Bald könnten Lebensmittel mit dem Hinweis "Ohne Gentechnik" in den Regalen stehen. Nach dem Nationalrat hat auch der Ständerat eine Motion von Jacques Bourgeois (FDP/FR) angenommen, der fordert, dass Lebensmittel künftig einfacher als "GVO-frei" ausgelobt werden dürfen.
Zwar erlaubt das Gesetz den Hinweis «Ohne Gentechnik hergestellt» bereits heute, allerdings nur, wenn lückenlos dokumentiert werden kann, dass im Herstellungsprozess vollständig auf GVO verzichtet wurde. Weil Futtermittelzusätze wie etwa Enzyme oder Vitamine oft mit Hilfe von gentechnisch veränderten Mikroorganismen hergestellt werden, war eine Kennzeichnung bislang kaum möglich.

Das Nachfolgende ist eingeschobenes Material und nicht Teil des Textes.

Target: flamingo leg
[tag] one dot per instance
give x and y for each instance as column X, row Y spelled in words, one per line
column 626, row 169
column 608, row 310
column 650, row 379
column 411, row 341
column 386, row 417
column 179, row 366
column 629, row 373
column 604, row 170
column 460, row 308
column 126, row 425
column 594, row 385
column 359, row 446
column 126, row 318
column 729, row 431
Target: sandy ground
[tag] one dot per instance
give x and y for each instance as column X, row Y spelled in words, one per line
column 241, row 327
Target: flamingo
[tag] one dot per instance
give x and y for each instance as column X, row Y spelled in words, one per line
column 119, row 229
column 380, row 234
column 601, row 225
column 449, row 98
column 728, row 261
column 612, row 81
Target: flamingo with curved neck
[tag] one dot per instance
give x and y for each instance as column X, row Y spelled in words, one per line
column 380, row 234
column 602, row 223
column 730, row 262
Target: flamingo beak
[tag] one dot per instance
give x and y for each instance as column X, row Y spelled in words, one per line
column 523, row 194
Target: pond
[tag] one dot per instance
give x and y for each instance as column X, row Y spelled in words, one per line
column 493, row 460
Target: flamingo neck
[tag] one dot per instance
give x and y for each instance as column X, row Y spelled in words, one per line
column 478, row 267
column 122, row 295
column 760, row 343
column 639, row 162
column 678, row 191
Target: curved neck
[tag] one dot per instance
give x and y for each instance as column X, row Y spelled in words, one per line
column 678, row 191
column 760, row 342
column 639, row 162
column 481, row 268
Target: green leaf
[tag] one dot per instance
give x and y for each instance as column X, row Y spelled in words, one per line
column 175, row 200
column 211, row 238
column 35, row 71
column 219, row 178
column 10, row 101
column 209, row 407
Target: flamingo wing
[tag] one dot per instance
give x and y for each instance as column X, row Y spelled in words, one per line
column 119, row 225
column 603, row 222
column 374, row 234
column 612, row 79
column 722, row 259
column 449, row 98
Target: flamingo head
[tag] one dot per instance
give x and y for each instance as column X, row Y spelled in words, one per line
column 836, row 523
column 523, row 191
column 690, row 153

Von Import-Produkten abheben
Der Schweizer Bauernverband stört sich seit langem daran, dass man die GVO-freie Produktion nicht ausloben kann. Von einer solchen Kennzeichnung erhofft man sich, bei der überwiegend Gentechnik-kritischen Bevölkerung punkten und sich von ausländischen Produkten abheben zu können. Der Bauernverband weist darauf hin, dass in den hiesigen Ladenregalen die meisten importierten tierischen Produkte von Tieren stammen, die GVO-Futter gefressen haben – ohne, dass dies deklariert werde.

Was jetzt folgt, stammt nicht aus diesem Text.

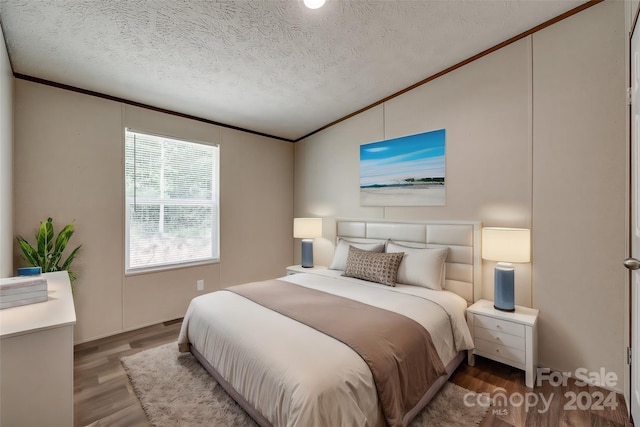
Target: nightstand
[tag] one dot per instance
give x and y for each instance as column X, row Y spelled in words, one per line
column 295, row 269
column 507, row 337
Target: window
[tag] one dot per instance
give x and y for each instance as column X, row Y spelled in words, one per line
column 171, row 202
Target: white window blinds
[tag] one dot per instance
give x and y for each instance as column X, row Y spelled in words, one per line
column 172, row 203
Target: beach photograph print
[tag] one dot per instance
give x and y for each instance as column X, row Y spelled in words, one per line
column 407, row 171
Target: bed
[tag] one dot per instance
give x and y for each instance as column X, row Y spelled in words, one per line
column 287, row 371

Bauernverbandsdirektor Jacques Bourgeois begründete seine Motion damit, dass die Schweizer Landwirtschaft so konsequent auf Gentechnik verzichte wie keine andere auf der Welt. Das führe zu Mehrkosten in Millionenhöhe, ohne dass man dies hervorheben dürfe. Bourgeois betont zudem, dass im Ausland punkto «GVO-frei»-Kennzeichnung weniger streng Regeln als in der Schweiz gelten, was für die hiesige Landwirtschaft ein Wettbewerbsnachteil sei.

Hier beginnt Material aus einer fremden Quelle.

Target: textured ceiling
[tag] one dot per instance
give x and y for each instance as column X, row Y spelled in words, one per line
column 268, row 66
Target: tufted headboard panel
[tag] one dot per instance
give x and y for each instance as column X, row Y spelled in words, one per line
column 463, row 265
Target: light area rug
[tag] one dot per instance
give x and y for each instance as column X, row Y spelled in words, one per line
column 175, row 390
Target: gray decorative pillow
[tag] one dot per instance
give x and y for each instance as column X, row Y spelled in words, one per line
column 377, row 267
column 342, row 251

Im Parlament stiess Bourgeois’ Anliegen auf Verständnis, beide Kammern haben den Vorstoss gutgeheissen. Auch der Bundesrat empfahl die Motion zur Annahme. Bundesrat Alain Berset hielt fest, dass die Regeln im Ausland weniger streng seien als hierzulande und dass man eine Lösung finden müsse, die alle Akteure zufrieden stelle.
Zweifel an einer Lockerung der heutigen Gesetzgebung äusserte die Stiftung für Konsumentenschutz. Es sei täuschend, wenn man Produkte als explizit gentechfrei auslobe, die - im Fall von Futtermittelzusätzen - mit Gentechnik in Berührung gekommen seien. Bei der "Ohne Gentechnik"-Deklaration gelte es einen Ansatz zu finden, der aussagekräftig und verständlich, aber dennoch nicht täuschend sei, sagte Josianne Walpen von der Stiftung für Konsumentenschutz gegenüber dem LID.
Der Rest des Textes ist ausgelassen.